Charles Explorer logo
🇬🇧

Social determinants of environmental health: A case of sanitation in rural Jharkhand

Publication at Faculty of Science |
2018

Abstract

An estimated 56% of households in rural India defecated in the open in 2015, making India the most significant contributor to the global sanitation burden. This cross-sectional study uses data collected in 2016 from 499 households in rural Jharkhand to understand the constraints of latrine adoption and drivers of sanitation preferences (plans to adopt toilets and willingness to pay for toilets).

Focusing on a region with a large tribal population, the study examines two types of predictors, namely structural factors (objective socioeconomic, sociocultural and ecological characteristics) and psychosocial drivers (perceived unaffordability of toilet, hygiene and sanitation knowledge, perceived health risks, attitudes, both descriptive and injunctive social norms, and perceived water stress). We find that structural constraints related to educational, economic and sociocultural inequalities predict toilet ownership.

Low sanitation rates can neither be attributed to a lack of expressed demand nor lack of recognition of the disadvantages of open defecation. Similarly, variations in sanitation preferences are neither explained by differences in hygiene and sanitation knowledge nor by understandings of sanitation health risks.
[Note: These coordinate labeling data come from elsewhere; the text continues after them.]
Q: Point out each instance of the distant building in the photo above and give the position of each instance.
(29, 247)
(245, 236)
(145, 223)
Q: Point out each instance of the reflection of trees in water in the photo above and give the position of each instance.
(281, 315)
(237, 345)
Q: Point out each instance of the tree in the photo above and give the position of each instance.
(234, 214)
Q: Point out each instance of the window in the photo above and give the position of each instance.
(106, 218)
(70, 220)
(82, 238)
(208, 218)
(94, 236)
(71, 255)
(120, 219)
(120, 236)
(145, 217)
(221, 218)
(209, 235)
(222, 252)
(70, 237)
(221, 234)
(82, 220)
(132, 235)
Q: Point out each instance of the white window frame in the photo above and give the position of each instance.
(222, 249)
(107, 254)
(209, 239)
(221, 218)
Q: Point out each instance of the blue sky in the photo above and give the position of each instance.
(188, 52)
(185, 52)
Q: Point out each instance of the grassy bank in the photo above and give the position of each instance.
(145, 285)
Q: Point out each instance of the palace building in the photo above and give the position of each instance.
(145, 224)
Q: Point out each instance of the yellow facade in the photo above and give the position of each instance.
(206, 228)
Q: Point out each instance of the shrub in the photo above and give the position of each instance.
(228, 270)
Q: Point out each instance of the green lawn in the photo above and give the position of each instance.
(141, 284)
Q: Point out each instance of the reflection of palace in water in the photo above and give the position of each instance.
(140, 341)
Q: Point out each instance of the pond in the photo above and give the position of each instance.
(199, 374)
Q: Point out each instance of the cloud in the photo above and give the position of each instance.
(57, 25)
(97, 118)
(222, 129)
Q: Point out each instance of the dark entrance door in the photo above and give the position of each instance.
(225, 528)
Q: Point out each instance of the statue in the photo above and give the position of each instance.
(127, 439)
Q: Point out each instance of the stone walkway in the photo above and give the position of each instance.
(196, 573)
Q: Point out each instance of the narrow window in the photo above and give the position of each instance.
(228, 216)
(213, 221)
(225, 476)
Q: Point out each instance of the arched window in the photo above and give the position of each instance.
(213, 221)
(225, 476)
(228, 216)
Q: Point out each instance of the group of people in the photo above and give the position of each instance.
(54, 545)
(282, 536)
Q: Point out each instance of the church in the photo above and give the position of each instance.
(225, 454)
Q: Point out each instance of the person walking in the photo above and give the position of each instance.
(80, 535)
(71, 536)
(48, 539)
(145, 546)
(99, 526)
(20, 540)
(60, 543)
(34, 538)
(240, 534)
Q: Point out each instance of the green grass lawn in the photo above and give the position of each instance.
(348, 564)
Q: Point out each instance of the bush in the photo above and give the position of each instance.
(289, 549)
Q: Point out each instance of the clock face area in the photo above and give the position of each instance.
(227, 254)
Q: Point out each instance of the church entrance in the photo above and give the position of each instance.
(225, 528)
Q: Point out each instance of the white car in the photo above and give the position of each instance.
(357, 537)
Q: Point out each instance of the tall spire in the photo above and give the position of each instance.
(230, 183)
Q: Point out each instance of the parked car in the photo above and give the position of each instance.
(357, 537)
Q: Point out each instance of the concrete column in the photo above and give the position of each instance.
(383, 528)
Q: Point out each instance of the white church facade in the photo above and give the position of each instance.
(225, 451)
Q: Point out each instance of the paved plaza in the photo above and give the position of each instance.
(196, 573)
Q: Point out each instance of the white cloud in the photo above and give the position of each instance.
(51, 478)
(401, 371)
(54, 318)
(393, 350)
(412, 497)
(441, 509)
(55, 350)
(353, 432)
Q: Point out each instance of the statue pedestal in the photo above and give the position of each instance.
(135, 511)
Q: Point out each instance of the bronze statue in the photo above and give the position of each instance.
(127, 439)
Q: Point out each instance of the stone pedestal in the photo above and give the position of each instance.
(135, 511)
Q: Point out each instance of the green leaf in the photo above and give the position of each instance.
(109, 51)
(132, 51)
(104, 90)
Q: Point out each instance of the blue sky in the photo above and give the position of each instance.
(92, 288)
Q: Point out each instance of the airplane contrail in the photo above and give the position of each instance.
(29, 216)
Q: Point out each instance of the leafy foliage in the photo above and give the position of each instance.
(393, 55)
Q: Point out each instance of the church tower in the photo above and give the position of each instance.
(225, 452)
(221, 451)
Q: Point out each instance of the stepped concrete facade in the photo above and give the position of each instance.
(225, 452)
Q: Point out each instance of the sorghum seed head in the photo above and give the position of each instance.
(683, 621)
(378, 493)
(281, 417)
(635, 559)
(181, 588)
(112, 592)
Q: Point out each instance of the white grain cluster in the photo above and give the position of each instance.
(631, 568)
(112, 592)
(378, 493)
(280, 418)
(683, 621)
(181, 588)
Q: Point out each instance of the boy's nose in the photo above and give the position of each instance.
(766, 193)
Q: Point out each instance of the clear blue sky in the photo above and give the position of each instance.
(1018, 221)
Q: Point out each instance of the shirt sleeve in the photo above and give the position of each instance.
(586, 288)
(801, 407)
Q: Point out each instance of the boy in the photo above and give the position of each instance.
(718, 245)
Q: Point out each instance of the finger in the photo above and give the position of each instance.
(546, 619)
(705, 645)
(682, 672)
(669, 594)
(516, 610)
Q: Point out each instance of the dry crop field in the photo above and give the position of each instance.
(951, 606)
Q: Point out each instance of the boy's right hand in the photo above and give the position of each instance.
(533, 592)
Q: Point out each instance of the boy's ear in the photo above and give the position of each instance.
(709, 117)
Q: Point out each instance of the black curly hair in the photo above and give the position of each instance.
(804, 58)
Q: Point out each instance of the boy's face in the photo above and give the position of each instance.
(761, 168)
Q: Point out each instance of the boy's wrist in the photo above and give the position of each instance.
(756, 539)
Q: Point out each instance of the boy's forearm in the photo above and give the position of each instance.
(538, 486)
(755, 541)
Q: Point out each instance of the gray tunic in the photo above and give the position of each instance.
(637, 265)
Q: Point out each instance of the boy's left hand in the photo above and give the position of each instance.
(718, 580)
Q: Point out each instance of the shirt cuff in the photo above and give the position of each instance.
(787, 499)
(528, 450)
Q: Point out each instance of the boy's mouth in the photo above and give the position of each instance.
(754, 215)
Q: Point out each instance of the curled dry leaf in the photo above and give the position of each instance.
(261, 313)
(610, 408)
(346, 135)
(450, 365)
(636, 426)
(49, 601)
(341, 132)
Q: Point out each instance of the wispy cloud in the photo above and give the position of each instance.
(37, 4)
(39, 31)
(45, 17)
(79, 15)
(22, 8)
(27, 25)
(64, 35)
We find that perceived unaffordability, attitudes (perceived benefits of toilet and disadvantages of OD) and perceived descriptive social norms are of key importance. This implies a potential for persuasive strategies that manipulate social norms around sanitation, particularly if they simultaneously address perceptions around financial unaffordability of toilets and around the benefits of toilets.

Importantly, however, attempts to change sanitation preferences by acting on forces of social (dis)approval (i.e. through perceived injunctive social norms) may be ineffective and generate negative unintended consequences.